Il se saisit de son téléphone interne pour appeler un service que je ne connais pas encore :
« Oui allô… Oui c’est moi. J’ai un problème avec une patiente et il faudrait absolument que je dispose d’une chambre dans ton service rapidement, ce soir serait l’idéal… Ah mince, ce n’est vraiment pas possible ?… Demain ou après-demain au pire tu dis ?… Bon d’accord, on fait comme ça. En attendant, je vais m’arranger pour qu’elle dispose d’une chambre en neuro ou neurochir pour un jour ou deux… OK, merci et on en parle demain ».
Il range son téléphone dans la poche de sa blouse et s’appuie sur un chariot posté à sa droite pour nous dire :
« Si vous êtes d’accord madame Bau, vous n’allez pas rentrer à l’hôpital de Melle ce soir. Nous allons très probablement vous transférer dans notre service et dans deux jours, trois maximum, vous serez redirigée au service de soins palliatifs.
- Oui…
- C’est quoi ce service ? », mon visage commence à se figer avant même qu’il ne me réponde.

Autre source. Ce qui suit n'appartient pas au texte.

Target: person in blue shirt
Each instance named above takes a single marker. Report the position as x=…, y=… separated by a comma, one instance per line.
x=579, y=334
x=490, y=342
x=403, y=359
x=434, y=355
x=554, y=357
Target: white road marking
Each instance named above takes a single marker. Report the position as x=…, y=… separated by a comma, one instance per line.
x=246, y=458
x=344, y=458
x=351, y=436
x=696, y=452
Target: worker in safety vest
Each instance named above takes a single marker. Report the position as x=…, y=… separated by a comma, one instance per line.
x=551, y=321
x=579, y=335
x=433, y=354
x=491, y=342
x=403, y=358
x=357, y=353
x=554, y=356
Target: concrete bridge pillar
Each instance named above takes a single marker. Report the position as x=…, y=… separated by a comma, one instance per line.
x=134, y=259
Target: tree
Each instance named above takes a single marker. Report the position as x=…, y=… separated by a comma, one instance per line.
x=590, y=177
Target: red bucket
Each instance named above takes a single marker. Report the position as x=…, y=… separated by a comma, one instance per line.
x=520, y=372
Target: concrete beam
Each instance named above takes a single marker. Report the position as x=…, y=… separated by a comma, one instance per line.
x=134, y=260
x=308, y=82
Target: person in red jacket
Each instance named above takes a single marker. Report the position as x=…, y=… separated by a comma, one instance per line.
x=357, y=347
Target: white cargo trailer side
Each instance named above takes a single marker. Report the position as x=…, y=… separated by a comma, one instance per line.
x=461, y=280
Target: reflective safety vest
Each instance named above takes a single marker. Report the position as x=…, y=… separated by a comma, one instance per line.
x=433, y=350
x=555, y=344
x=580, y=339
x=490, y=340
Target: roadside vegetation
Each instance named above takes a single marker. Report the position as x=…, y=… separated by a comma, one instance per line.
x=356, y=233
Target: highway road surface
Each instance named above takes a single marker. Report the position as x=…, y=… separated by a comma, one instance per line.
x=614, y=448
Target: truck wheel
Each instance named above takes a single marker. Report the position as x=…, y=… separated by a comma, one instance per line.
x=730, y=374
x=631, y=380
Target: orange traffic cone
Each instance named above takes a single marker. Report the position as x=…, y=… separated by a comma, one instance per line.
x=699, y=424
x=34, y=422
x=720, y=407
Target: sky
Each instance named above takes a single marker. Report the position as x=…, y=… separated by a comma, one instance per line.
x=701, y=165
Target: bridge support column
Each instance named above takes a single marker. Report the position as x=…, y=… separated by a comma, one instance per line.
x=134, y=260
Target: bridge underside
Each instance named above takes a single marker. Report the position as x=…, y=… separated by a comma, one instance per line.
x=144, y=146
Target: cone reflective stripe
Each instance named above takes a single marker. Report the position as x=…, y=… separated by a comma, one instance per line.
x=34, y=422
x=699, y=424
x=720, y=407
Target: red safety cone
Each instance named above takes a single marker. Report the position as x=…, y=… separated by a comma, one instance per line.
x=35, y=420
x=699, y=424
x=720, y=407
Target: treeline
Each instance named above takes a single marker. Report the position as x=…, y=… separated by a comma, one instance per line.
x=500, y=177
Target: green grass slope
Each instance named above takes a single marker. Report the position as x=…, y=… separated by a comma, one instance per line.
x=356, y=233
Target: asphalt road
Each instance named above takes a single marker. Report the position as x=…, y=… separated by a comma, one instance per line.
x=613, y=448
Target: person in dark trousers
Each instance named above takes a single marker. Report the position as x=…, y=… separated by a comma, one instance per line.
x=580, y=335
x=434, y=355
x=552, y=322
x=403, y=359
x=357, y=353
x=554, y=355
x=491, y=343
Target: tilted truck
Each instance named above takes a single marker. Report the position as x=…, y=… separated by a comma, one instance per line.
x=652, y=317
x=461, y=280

« Je vais vous répondre très simplement. Nous savons que votre épouse ne pourra recouvrir aucune faculté sur le plan de l’autonomie, et que ses douleurs lui font mal à tel point qu’elle veut en finir. Si le souhait de votre épouse est de ne plus vouloir souffrir, ce service ne peut pas faire une piqûre et forcer la personne à mourir car c’est interdit mais ils peuvent soulager sa souffrance au moment où « le corps » décide de lâcher prise ».
Ton pied droit s’incline fermement vers l’avant en signe d’approbation au moment où mes nerfs lâchent complètement. Mon visage et mon masque tombent car je vois le bout du tunnel pour une situation qui nous avait pris au piège depuis un trop long moment. Des souffrances injustifiées qui vont enfin s’arrêter pour te donner le droit de te reposer et d’être en paix. Nous avons tous les deux conscience du choix que tu viens de faire, de ce que cela implique pour la suite et surtout pour nos enfants, mais tu n’en peux plus, tu ne veux plus avoir mal. Et cette douleur est si forte que tu veux tout simplement mourir.
Un flot de larmes incontrôlables me submerge pendant je m’avance vers le professeur qui me fait face pour m’écrouler dans ses bras. Je sais que pour pouvoir faire convenablement leur métier, les membres du personnel d’un hôpital sont contraints de ne pas trop s’impliquer affectivement afin de garder l’esprit clair, mais ce neurochirurgien vient d’avoir dans l’instant la réaction appropriée en ouvrant ses bras naturellement pour accueillir un homme à la fois effondré par le chagrin de savoir que la mère de ses enfants va être accompagnée pour partir si elle le souhaite, mais aussi soulagé de voir les souffrances de sa femme prendre fin. Un mélange complexe de sentiments contradictoires qui font de nous ce que nous sommes, des humains…
J’essuie grossièrement mes larmes :
« Excusez-moi professeur.
- Je vous en prie, c’est normal », me dit-il en posant ses mains sur mes épaules et en me regardant dans les yeux.
Trois jours plus tard, tu es admise au service de soins palliatifs du CHU de Poitiers.